Um avião de vigilância eletrônica e guerra antissubmarino P-8A e uma aeronave de reconhecimento EP-3E voaram pelo estreito de Taiwan no domingo, próximo de Zhejiang e Fujian. Foi o 12º dia em sequência em que aviões espiões americanos se aproximam da costa chinesa.
O voo ocorreu na véspera do fechamento do consulado americano em Chengdu, medida retaliatória determinada pelo governo chinês depois de ação igual feita pela administração Donald Trump contra a representação do país em Houston.
Os americanos dizem que o consulado chinês era um centro de espionagem, provavelmente voltado a roubar segredos sobre o desenvolvimento de vacinas contra a Covid-19. A China chamou a acusação de absurda.
CRESCIMENTO
A atividade militar na região tem crescido.

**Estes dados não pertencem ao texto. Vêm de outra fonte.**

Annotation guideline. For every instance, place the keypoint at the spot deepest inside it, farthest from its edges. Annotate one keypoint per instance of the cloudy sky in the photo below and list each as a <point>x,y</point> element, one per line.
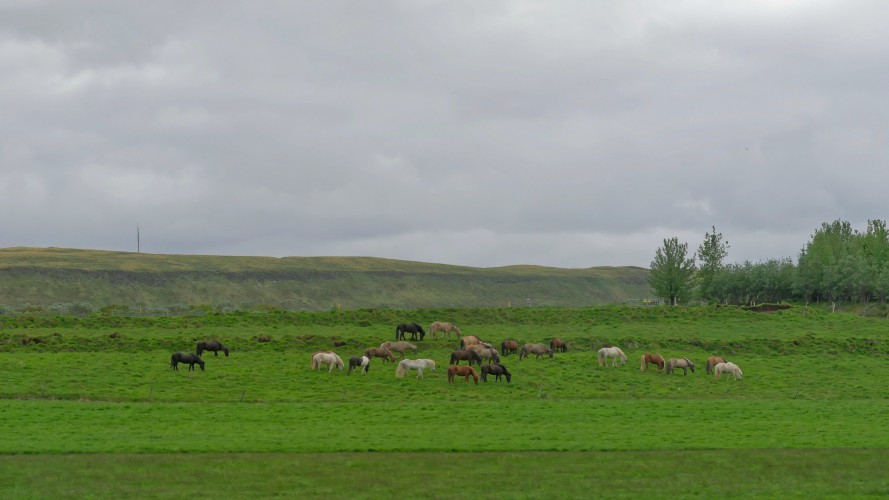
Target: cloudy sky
<point>481,133</point>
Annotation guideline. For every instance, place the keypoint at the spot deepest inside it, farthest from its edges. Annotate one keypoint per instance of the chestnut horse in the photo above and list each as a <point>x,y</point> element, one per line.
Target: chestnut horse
<point>464,371</point>
<point>656,359</point>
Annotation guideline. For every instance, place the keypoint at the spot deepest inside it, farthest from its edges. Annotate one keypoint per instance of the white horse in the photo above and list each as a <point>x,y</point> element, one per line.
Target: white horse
<point>728,367</point>
<point>414,364</point>
<point>611,352</point>
<point>326,357</point>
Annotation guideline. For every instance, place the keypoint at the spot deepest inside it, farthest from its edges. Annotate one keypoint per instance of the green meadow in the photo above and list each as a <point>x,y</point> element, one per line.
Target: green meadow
<point>91,408</point>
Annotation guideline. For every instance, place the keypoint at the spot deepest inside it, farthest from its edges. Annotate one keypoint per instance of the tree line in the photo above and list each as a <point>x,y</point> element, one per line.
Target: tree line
<point>838,264</point>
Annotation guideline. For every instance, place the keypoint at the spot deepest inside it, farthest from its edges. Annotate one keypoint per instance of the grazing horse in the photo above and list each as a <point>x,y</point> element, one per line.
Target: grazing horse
<point>728,367</point>
<point>656,359</point>
<point>187,357</point>
<point>329,358</point>
<point>712,361</point>
<point>464,371</point>
<point>468,355</point>
<point>683,363</point>
<point>399,347</point>
<point>508,347</point>
<point>413,328</point>
<point>444,327</point>
<point>611,352</point>
<point>379,352</point>
<point>211,345</point>
<point>414,364</point>
<point>496,370</point>
<point>558,345</point>
<point>362,362</point>
<point>538,349</point>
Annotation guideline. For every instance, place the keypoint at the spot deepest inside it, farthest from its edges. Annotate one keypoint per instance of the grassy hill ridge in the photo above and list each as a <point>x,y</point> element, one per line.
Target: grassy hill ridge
<point>95,278</point>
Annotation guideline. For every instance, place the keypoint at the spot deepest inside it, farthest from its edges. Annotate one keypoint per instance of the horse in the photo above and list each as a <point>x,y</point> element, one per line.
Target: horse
<point>712,361</point>
<point>538,349</point>
<point>468,355</point>
<point>497,370</point>
<point>362,362</point>
<point>414,364</point>
<point>329,358</point>
<point>558,345</point>
<point>611,352</point>
<point>683,363</point>
<point>728,367</point>
<point>444,327</point>
<point>399,347</point>
<point>188,357</point>
<point>464,371</point>
<point>379,352</point>
<point>508,347</point>
<point>413,328</point>
<point>211,345</point>
<point>485,351</point>
<point>656,359</point>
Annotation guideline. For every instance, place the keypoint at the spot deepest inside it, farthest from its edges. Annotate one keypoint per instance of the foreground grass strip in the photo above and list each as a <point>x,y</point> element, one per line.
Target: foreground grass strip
<point>726,473</point>
<point>545,425</point>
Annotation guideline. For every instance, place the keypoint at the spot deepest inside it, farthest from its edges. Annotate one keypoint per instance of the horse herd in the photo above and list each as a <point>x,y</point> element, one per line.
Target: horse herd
<point>472,350</point>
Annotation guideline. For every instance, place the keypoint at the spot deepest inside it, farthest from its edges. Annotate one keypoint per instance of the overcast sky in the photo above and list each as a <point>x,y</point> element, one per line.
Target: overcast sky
<point>481,133</point>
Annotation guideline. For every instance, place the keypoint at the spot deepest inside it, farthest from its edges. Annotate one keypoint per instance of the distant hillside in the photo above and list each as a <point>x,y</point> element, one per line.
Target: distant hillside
<point>93,279</point>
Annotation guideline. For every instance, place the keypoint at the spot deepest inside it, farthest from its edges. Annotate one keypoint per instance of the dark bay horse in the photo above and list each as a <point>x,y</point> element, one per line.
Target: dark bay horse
<point>191,359</point>
<point>497,370</point>
<point>210,345</point>
<point>558,345</point>
<point>413,328</point>
<point>463,371</point>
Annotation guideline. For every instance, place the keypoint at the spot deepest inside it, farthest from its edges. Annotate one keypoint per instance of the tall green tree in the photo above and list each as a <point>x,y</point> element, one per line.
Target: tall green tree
<point>672,272</point>
<point>711,254</point>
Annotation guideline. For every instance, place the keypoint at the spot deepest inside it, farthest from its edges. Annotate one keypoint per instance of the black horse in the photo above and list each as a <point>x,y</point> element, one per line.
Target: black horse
<point>187,357</point>
<point>497,370</point>
<point>211,345</point>
<point>411,328</point>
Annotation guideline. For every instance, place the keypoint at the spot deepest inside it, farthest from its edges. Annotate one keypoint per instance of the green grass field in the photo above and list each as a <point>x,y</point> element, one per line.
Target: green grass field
<point>89,414</point>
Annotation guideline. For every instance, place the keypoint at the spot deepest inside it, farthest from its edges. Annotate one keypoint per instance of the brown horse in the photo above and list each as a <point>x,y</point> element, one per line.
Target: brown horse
<point>508,347</point>
<point>656,359</point>
<point>379,352</point>
<point>713,361</point>
<point>445,328</point>
<point>558,345</point>
<point>463,371</point>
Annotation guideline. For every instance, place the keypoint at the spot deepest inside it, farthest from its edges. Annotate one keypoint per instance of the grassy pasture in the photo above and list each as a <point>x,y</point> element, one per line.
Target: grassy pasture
<point>809,417</point>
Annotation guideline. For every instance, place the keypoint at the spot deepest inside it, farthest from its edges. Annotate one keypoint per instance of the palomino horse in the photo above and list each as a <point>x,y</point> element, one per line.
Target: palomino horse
<point>728,367</point>
<point>497,370</point>
<point>379,352</point>
<point>463,371</point>
<point>187,357</point>
<point>558,345</point>
<point>611,352</point>
<point>399,347</point>
<point>413,328</point>
<point>712,361</point>
<point>211,345</point>
<point>329,358</point>
<point>468,355</point>
<point>538,349</point>
<point>656,359</point>
<point>683,363</point>
<point>445,328</point>
<point>362,362</point>
<point>414,364</point>
<point>508,347</point>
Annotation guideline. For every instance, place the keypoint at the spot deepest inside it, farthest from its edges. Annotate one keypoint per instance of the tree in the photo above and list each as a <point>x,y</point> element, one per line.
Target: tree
<point>711,253</point>
<point>672,271</point>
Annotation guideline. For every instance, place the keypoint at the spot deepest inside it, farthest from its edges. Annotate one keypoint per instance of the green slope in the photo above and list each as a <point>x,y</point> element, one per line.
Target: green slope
<point>93,278</point>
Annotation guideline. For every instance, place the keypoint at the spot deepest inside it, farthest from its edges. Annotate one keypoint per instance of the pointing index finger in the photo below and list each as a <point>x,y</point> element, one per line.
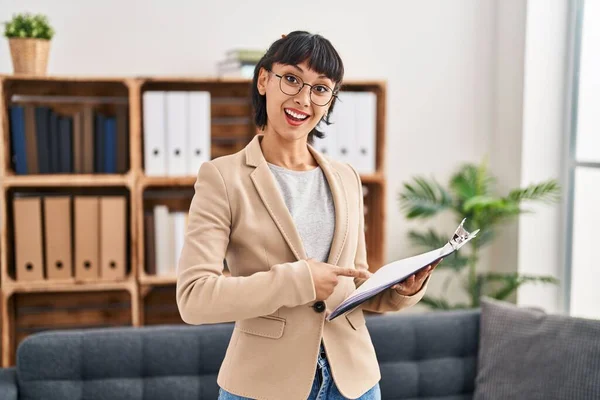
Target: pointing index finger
<point>354,273</point>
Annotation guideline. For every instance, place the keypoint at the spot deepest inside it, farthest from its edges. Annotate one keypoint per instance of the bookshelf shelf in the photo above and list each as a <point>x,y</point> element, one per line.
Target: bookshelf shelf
<point>140,298</point>
<point>69,285</point>
<point>167,181</point>
<point>70,180</point>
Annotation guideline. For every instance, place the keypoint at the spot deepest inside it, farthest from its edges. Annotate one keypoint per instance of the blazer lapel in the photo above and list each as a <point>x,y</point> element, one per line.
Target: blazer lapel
<point>273,200</point>
<point>340,202</point>
<point>271,197</point>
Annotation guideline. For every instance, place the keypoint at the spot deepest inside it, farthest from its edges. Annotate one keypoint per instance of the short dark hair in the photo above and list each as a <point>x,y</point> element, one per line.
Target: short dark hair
<point>293,49</point>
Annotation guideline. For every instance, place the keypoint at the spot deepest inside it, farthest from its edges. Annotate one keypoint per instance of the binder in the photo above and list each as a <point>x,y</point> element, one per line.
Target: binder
<point>57,228</point>
<point>343,114</point>
<point>179,230</point>
<point>150,243</point>
<point>78,142</point>
<point>88,140</point>
<point>177,105</point>
<point>122,138</point>
<point>164,246</point>
<point>28,238</point>
<point>113,227</point>
<point>328,145</point>
<point>86,213</point>
<point>199,130</point>
<point>155,141</point>
<point>31,141</point>
<point>42,122</point>
<point>365,130</point>
<point>18,141</point>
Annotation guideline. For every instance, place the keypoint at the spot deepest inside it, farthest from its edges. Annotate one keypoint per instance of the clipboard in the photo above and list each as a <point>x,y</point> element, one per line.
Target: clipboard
<point>397,271</point>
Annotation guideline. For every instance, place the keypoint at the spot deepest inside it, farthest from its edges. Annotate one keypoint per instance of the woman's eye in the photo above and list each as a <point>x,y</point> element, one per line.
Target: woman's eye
<point>291,78</point>
<point>321,89</point>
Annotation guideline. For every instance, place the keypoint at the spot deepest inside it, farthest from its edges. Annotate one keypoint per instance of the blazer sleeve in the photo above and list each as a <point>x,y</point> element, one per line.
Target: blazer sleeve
<point>204,294</point>
<point>388,300</point>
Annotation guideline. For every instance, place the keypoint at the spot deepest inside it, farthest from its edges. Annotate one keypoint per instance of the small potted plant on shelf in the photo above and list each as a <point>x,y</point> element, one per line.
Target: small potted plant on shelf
<point>29,39</point>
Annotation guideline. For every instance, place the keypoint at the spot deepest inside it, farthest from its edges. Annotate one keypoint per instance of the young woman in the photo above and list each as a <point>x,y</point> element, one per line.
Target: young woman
<point>290,224</point>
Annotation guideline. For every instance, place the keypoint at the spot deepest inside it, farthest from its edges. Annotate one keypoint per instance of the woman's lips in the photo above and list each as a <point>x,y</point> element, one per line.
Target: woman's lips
<point>295,122</point>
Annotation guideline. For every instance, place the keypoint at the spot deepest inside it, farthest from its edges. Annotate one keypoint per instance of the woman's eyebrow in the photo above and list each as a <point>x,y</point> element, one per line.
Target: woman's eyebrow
<point>301,70</point>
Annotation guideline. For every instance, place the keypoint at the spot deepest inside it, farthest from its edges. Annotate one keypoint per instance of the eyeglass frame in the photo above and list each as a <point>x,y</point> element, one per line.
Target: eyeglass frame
<point>333,92</point>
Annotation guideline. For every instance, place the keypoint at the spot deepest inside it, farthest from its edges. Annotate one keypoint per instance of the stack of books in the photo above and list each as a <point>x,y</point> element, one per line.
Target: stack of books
<point>239,63</point>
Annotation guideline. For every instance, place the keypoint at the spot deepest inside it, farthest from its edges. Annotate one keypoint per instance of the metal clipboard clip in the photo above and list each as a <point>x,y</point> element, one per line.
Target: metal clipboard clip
<point>461,236</point>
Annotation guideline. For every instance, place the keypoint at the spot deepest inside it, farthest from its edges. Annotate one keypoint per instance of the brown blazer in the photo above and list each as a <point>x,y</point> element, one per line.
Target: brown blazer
<point>238,214</point>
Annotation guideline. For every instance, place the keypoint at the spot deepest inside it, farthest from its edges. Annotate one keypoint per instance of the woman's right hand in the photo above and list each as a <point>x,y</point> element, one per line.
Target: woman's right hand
<point>325,276</point>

Segundo o centro Iniciativa de Investigação de Situação Estratégica do Mar do Sul da China, da Universidade de Pequim, o P-8A chegou a 76,5 km da costa chinesa e o EP-3E, a 106 km.
Os aparelhos voaram em coordenação aparente com o USS Rafael Peralta, um destróier na região. Segundo o centro, as operações aeronavais americanas no mar do Sul da China e no estreito de Taiwan estão nos maiores níveis da história recente.
Só neste ano, foram seis operações de liberdade de navegação, nas quais navios de guerra circulam em águas internacionais que a China afirma serem suas -Pequim clama controle de 85% do mar do Sul da China e instalou bases em recifes e ilhas artificiais em toda a região, que tem o tamanho da Índia.
Em todo o ano passado, foram 8 operações, ante 6 em 2018 e 4 em 2017 -quando Trump assumiu e lançou as bases de sua Guerra Fria 2.0 com a China, na forma de disputas comerciais e tecnológicas, mas que agora avançaram para o campo político.
Só neste ano, os países se estranharam sobre a repressão chinesa contra a autonomia de Hong Kong, o manejo da pandemia do novo coronavírus, a presença da chinesa Huawei em redes de 5G no Ocidente e o domínio do mar do Sul da China.